Unfortunately, when they come across a fortune teller’s shop, Ryan insists that they go inside and discover their future. Mitch mocks Ryan for “believing in that stuff” and says that there’s no such thing as psychic powers or being able to see the future, despite the fact that, over the course of the second season, Mitch has both gotten psychic powers and traveled through time. Seriously, I get that Mitch was supposed to be the skeptic of the group but, by this point in the series, Mitch has seen and dealt with enough that his continual skepticism is just not believable. Especially after last week’s episode, Mitch should be prepared to accept anything. If this was a Lovecraft short story, Mitch would be ranting about the things he’s seen while locked away in an insane asylum.
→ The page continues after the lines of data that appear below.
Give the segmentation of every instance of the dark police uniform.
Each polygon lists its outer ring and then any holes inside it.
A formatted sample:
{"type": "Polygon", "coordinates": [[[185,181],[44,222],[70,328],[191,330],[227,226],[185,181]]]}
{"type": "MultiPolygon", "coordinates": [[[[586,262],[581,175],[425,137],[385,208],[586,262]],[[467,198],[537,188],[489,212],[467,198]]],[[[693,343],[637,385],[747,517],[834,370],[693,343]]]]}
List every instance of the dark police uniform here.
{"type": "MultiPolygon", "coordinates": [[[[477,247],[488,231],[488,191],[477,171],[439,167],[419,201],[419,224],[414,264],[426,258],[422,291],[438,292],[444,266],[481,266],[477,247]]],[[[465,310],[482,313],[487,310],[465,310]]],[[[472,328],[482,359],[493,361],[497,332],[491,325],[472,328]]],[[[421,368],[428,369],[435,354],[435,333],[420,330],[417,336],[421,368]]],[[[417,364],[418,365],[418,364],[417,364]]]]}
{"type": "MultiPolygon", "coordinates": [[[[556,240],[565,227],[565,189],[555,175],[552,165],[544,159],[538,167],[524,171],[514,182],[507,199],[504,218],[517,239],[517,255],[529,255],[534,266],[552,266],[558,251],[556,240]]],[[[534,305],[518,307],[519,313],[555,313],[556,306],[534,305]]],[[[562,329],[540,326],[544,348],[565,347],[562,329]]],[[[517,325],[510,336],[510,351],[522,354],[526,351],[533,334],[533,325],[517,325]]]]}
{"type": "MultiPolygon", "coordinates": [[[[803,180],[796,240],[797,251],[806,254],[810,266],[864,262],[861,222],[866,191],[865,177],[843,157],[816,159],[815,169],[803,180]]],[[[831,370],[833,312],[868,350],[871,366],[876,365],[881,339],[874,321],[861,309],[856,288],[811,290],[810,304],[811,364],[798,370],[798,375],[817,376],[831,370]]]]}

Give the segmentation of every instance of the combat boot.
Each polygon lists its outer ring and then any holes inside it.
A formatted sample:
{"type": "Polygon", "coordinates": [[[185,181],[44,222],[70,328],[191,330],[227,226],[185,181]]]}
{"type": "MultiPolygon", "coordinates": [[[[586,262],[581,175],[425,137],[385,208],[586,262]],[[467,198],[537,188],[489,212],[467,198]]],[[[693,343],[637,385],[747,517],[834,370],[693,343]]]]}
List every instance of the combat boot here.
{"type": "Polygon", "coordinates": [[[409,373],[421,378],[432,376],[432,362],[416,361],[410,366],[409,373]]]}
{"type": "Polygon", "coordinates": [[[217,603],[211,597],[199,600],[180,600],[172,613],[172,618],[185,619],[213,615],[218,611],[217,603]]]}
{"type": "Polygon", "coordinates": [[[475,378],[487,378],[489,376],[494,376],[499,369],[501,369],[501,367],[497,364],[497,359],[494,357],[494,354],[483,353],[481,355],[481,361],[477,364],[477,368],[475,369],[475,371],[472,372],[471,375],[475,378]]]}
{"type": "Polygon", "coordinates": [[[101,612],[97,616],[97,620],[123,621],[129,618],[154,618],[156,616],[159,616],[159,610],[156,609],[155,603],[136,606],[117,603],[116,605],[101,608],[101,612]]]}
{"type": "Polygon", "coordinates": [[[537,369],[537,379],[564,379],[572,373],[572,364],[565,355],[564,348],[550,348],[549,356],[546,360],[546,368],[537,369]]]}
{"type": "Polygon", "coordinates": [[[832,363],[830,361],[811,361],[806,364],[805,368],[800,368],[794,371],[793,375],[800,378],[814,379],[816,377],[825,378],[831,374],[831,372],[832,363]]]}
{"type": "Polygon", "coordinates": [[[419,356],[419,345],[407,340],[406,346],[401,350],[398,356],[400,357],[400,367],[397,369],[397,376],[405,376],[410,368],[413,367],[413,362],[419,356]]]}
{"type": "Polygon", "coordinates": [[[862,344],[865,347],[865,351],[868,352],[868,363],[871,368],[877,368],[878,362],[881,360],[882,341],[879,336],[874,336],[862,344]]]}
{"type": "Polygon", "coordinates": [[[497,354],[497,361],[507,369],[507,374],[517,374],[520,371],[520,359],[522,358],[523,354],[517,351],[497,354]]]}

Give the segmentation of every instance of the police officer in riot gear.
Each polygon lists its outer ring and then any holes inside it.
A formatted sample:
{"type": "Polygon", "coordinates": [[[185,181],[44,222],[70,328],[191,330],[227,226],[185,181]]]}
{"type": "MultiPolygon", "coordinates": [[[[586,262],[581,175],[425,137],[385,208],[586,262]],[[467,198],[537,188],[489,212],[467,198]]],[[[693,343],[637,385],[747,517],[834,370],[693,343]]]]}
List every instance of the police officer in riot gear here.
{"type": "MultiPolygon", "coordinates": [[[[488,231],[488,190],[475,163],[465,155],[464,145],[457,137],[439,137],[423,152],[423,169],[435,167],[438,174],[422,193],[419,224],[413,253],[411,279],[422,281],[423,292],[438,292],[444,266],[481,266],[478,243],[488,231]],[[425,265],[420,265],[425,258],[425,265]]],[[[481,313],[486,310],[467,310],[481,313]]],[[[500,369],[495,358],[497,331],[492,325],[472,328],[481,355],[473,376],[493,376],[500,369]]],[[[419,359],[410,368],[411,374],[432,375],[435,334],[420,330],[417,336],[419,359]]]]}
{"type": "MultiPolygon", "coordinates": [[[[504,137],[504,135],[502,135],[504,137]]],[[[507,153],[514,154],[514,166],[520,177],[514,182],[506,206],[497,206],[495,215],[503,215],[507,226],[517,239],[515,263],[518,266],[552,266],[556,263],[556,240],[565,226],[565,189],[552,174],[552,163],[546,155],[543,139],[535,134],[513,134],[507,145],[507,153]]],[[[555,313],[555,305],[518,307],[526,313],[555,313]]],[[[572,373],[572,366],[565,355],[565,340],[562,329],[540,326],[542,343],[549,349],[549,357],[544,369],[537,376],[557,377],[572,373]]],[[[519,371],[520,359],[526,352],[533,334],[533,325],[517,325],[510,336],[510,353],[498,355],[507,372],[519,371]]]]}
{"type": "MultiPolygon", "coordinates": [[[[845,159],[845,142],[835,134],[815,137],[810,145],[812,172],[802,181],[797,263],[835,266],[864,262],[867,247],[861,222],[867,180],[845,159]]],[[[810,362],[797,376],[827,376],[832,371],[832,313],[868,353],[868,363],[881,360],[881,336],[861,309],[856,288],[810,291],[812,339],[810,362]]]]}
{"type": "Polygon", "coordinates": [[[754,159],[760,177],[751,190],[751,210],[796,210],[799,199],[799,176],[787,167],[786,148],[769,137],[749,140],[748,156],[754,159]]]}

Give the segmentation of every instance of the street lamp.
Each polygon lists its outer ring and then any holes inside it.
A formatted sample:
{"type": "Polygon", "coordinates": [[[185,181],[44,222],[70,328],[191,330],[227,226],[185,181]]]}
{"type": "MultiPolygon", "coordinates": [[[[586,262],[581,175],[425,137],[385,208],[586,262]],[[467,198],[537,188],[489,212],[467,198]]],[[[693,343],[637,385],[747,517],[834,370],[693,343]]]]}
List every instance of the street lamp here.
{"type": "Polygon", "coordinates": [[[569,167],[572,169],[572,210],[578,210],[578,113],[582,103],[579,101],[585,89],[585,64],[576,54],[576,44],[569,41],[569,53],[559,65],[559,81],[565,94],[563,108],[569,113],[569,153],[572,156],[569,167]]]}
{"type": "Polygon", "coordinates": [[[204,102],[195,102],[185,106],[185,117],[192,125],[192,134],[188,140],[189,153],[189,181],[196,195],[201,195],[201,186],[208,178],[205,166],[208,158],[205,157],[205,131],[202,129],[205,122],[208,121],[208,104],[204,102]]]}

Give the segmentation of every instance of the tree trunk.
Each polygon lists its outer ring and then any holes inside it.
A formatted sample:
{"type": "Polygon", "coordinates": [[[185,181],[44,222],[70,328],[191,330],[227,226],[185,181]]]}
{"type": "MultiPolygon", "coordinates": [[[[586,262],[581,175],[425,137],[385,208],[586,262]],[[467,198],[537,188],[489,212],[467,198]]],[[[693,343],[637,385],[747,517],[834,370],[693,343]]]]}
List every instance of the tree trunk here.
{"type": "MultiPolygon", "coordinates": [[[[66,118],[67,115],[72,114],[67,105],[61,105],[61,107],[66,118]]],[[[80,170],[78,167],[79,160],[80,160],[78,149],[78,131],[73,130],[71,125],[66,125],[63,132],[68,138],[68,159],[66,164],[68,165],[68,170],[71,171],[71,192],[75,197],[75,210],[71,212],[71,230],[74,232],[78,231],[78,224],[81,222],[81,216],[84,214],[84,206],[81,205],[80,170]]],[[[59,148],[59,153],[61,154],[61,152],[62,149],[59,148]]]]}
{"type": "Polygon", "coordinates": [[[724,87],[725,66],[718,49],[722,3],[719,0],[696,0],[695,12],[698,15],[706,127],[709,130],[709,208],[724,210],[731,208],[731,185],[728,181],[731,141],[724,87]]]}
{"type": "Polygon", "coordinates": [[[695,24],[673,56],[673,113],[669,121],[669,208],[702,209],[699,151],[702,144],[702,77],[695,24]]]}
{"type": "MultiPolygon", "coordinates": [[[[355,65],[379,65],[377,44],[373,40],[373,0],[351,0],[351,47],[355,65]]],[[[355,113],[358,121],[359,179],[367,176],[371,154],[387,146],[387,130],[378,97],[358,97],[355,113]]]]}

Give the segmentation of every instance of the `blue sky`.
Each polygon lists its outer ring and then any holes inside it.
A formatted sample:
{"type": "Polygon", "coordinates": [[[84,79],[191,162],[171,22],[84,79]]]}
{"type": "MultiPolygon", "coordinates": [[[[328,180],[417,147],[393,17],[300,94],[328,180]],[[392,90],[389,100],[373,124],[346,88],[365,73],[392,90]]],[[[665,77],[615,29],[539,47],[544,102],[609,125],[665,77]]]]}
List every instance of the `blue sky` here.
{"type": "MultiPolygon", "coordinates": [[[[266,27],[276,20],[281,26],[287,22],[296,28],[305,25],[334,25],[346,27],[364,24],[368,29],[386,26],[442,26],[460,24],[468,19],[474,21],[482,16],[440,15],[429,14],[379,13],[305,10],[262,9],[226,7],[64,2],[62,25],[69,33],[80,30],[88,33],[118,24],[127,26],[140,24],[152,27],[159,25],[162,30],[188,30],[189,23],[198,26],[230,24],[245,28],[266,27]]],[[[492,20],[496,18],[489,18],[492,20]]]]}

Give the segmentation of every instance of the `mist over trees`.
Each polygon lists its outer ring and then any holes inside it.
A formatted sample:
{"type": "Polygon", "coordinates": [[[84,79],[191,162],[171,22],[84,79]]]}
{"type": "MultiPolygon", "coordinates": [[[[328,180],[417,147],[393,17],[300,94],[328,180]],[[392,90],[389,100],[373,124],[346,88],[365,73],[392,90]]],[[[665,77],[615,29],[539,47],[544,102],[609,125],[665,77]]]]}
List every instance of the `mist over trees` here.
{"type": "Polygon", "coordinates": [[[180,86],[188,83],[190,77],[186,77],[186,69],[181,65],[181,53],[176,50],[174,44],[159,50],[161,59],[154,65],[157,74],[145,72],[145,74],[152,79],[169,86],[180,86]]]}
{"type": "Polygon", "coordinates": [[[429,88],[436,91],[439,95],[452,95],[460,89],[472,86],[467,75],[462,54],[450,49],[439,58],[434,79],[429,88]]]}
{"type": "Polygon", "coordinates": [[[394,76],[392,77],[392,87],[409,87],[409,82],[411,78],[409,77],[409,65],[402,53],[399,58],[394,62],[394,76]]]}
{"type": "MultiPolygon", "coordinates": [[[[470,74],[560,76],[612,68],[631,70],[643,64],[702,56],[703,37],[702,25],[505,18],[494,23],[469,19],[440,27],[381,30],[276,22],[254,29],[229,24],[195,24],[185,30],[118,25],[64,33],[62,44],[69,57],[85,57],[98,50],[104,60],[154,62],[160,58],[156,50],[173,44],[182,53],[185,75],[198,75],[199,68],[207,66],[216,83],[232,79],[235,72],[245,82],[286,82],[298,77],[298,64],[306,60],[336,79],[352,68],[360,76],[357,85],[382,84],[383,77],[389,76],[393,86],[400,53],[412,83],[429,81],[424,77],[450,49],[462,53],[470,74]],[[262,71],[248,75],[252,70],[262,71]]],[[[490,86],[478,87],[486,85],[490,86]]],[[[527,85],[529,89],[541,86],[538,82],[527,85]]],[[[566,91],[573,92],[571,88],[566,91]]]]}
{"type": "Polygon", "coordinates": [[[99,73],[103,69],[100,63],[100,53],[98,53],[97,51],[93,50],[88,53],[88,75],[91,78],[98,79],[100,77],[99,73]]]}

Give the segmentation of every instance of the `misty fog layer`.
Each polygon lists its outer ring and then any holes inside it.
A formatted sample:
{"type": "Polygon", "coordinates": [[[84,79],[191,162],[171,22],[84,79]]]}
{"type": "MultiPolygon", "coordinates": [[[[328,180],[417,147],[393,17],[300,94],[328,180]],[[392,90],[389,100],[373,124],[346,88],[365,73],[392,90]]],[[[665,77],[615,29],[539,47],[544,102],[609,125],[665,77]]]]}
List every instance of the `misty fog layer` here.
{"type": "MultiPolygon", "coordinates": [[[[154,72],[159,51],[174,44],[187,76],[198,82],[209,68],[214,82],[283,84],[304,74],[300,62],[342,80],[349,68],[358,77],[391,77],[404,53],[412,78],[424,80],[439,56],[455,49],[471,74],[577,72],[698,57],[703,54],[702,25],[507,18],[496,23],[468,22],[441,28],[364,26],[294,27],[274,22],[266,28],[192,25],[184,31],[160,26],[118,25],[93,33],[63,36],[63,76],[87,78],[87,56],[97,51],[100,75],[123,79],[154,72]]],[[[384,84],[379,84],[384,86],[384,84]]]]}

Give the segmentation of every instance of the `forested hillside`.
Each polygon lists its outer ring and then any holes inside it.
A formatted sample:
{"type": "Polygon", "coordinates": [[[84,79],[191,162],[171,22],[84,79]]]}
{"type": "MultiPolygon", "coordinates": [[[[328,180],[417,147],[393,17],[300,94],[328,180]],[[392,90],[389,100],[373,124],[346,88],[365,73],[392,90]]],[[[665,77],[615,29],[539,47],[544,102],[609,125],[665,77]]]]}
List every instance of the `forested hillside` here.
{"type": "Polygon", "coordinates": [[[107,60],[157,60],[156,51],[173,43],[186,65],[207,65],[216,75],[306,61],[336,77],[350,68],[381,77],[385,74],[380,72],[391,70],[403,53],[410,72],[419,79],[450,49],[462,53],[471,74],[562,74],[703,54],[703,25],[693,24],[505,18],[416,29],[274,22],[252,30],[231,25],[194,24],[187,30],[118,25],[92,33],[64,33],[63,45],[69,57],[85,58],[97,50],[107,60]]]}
At first, the store appears to be deserted. Ryan sits at the fortune telling table and, when an actress (played by Priscilla Inga Taylor of Malibu CA), comes in the store, Ryan is able to tell her that she’s going to get the next role for which she auditions. (I’d like to think that Taylor is playing her Malibu CA character, Traycee, here.) After the actress leaves, Mitch and Ryan are suddenly joined by the owner of the shop, Wahote (Floyd “Red Crow” Westerman). Wahote invites them to step behind a curtain and into a vortex and soon, Mitch and Ryan find themselves ten minutes into the future and watching as their future selves receive a call from Teague telling them that they need to investigate a boat that’s come back from the Amazon. Future Mitch complains about always having to do things on his day off. What I find strange is that neither present not future Mitch and Ryan seem to be curious as to why Teague, who apparently has connections with the CIA, is always asking the two of them to do these things.
A mysterious woman (Elaine Bilstad) shows up and says something about pollution and the rain forests. Mitch and Ryan jump around in time and eventually, future Ryan and Mitch have to help present Ryan and Mitch get off the boat because the boat is full of mutants that have been created by pollution. Or something. To be honest, I had a hard time following the plot of this one. Time travel nonsense is always a bit difficult for me to follow and the constantly moving camera was a bit of a distraction.
To give credit where credit is due, this episode had a good deal of atmosphere and, as I said earlier, Hasselhoff and Harmon were a likable team. But the episode’s story was nearly incoherent and the fact that Mitch was still a skeptic at the end of the episode required too great of a suspension of disbelief. During this episode, all I could think about was how obvious it was that Baywatch Nights was on its last legs.